American bishop (1942–2026)

Craig Barry Anderson (February 12, 1942 – January 17, 2026) was an American bishop of the Episcopal Church who served as the Bishop of South Dakota from 1984 to 1992.

==Background==
Anderson was born in Glendale, California, on February 12, 1942. He studied at Valparaiso University, from which he graduated with a Bachelor of Arts degree in 1963. He then joined the United States Army. He graduated from the University of the South in theology in 1974. He also graduated with a Master of Arts in 1981, and a Doctor of Philosophy in 1985 from Valparaiso University.
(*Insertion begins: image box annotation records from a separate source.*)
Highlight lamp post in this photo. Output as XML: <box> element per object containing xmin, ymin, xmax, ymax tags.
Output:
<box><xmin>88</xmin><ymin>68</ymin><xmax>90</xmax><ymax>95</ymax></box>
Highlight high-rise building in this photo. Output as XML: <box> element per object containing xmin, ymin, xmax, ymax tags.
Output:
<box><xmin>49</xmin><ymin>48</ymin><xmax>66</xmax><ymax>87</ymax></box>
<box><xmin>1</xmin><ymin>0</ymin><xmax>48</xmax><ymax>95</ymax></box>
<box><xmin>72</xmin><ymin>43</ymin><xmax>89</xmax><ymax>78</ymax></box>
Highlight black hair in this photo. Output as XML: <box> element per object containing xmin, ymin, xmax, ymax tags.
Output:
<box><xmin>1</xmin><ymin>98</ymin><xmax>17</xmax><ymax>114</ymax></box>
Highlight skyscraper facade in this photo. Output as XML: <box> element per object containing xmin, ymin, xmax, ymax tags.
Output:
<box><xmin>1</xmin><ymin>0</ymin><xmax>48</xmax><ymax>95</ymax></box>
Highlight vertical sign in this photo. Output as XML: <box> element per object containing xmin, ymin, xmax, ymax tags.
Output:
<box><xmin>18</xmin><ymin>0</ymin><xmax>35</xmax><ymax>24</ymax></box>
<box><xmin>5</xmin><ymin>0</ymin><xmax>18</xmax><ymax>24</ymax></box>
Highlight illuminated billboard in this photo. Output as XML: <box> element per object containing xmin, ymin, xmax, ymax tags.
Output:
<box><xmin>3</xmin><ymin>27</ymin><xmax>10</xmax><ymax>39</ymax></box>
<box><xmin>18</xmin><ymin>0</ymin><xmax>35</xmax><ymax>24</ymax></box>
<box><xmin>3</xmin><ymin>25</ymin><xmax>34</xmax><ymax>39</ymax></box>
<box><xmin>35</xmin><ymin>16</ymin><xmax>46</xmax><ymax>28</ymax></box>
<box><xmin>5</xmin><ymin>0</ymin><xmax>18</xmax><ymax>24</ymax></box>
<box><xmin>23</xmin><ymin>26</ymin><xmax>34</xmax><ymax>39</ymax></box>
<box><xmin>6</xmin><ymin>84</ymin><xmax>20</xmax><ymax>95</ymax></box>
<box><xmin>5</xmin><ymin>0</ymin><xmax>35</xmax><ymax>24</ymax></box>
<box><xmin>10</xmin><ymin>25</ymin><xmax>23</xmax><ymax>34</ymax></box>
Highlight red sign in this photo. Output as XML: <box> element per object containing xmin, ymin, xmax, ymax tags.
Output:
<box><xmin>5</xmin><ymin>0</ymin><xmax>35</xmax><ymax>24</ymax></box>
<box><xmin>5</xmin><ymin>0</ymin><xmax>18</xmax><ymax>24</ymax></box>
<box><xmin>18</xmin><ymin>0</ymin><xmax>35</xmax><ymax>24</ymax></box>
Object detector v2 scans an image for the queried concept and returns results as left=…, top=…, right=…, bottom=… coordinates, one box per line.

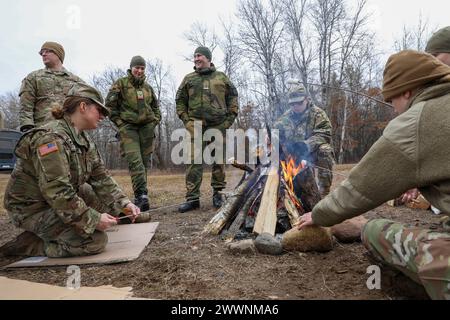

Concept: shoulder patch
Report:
left=39, top=141, right=59, bottom=157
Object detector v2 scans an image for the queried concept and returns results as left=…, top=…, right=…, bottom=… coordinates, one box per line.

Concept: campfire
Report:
left=203, top=152, right=321, bottom=240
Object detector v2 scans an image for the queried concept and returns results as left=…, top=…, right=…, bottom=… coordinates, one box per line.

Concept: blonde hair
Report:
left=52, top=97, right=93, bottom=119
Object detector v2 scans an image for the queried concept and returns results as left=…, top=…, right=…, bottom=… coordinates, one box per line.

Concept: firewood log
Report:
left=203, top=167, right=265, bottom=235
left=294, top=167, right=321, bottom=212
left=253, top=167, right=280, bottom=235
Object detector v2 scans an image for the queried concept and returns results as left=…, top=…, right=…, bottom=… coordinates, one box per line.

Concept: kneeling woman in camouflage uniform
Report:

Anderson died in Sioux Falls, South Dakota, on January 17, 2026, at the age of 83.

==Ordained ministry==
Anderson was ordained deacon in 1974 and priest in 1975. He then became an army chaplain in 1976, and taught at the University of the South. He also held the C. K. Benedict Chair of Theology from 1978 to 1984. He was also head of the admissions committee and chaired the senior program. Subsequently, he served as priest-in-charge at Christ Church in Alto, Tennessee.

===Bishop===
Anderson was elected Bishop of South Dakota in March 1984, and was consecrated on July 27, 1984, at the Cathedral of Our Lady of Perpetual Help, Rapid City, South Dakota with Bishop John Allin as chief consecrator. He remained in South Dakota until his resignation in 1992, to become the eleventh president, dean and Professor of Theology at the General Theological Seminary in New York City. In 1998, he resigned his position at the seminary to become the eleventh headmaster of St. Paul's School in Concord, New Hampshire. Subsequently, he served as interim bishop in the Diocese of Vermont. In 2005, Anderson retired from St Paul's, two years ahead of schedule, over his compensation, handling of the school's money and other matters. This came about when the school came under investigation by tax authorities after falling short of its fund-raising goals. He then became the assistant bishop in the Diocese of Idaho and interim rector of St Thomas' Church in Sun Valley, Idaho. In 2007, he became rector of Emmanuel Church on Orcas Island, and served as assistant bishop in the Diocese of Olympia, until 2014. He then moved with his family to Taos, New Mexico.